It’s a new year, people. The dumpster fire that was 2016 is over and we stand basking in the shiny new-ness and promise that is 2017.
I, for one, am full of the relief and hope that only a new beginning can bring.
2016 wasn’t all bad, though, and before I move on I want to acknowledge all the very good things that happened in my life that have been so totally overshadowed by the bad things snowballed down to catch me up and roll me down the mountain with it.
* I lived in Switzerland for half of this year. It was freakin’ fantastic. We gorged ourselves on some of the world’s best cheese and chocolate. We reveled in the beauty of the architecture and the ease of travel. We embraced simpler and European lifestyles.
* I feel happy in my writing. Really happy. It’s what I would prefer to be doing almost all the time. I constantly carry notebooks with me and jot down ideas, phrases, and characters. I made a conscious decision in 2016 to dedicate more time to writing. It helped me to find my voice and helped the words come more easily, which leads to more happiness. The constant practice has paid off in being published more often and in my blog being nominated for an award!
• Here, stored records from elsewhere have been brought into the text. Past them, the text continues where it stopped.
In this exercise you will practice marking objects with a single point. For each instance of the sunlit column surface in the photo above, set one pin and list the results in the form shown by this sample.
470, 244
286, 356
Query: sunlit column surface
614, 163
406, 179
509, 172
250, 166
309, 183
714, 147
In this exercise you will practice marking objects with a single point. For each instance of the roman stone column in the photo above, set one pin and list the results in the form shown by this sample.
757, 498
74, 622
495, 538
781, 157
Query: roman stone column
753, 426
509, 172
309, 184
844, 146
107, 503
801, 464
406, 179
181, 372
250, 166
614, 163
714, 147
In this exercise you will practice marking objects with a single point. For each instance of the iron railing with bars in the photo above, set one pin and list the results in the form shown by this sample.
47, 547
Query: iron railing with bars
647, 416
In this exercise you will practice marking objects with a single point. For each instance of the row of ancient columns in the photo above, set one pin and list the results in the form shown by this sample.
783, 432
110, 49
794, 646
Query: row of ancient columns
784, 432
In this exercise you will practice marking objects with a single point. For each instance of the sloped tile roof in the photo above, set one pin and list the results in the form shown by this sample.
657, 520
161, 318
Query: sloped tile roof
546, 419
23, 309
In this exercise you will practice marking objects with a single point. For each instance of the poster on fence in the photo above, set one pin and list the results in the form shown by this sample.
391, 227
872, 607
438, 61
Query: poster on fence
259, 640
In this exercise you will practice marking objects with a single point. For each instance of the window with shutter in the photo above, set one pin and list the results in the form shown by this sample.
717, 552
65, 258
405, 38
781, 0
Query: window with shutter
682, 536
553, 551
* I indulged in traveling. In this year alone I went through Iceland, Athens, Paris, Rome, Amsterdam, Iowa, Minnesota, and Southern California. I got to go to the Floyd County Fair for the first time in about 15 years and relive my youth through the eyes of my niece and nephews. I traveled to Hogsmeade with my boon companion, Margaret, and we frolicked in all things Harry Potter. I traveled. And I found glimpses of myself. And I decided that maybe travel wasn’t such an indulgence after all.
* We sold our house. It was relatively painless, although I bitched and moaned about the buyer a bit to Mark and any friend who would listen to me. They were awesome at giving a sympathetic nod and handing me a glass of wine. But the house sold! And in very little time, too. Which freed us up for more adventures.
And now, as I stare out across the – as of yet – unblemished field that is 2017, I am looking forward to accomplishing a few things.
* Buying a new house. We don’t know where, yet. There are heaps possibilities! So many that it is a smidgen daunting, but also dreamily endless.
* Finishing writing a book. I am close, but oh so very, very far away. It might mean less blogging, but, oh! to finish a book! That is quite a dream.
* More travel! I already have trips planned to Northern California, Ontario, and Colorado. More are percolating around in my head. Maybe London? Perhaps Florida? Could a return to Spain be lurking?
* Purging and downsizing. As the boys get older they outgrow a lot of things – clothes, toys, games, to name a few categories. And I outgrow things, too. There are things from storage I haven’t touched in almost 3 years now that need to go. I started the purge in 2014 and found the more crap I took out of the house the more peaceful and the happier I felt. With all the moves coming I am poised to continue purging. I doubt I’ll ever be finished.
But isn’t that life? To never be finished? To constantly move forward? Even if it is slowly? Even if the path is hard? Even if the path is leading you into places you never wanted to go? Isn’t is always to go ever forward and never back?
“Ever forward, never back” is actually mine and Shaun’s travel mantra, which might actually explain quite a bit of our misadventures. However, it is also a poem by Vince Gullaci. The poem is much more hopeful and less bumblingly intrepid than our mantra.
to what vaulted
sense of future
do our eyes scan forward
And so it is my wish for you, in this pristine 2017, that you scan the horizon and find a vaulted future for yourself to move boldly into.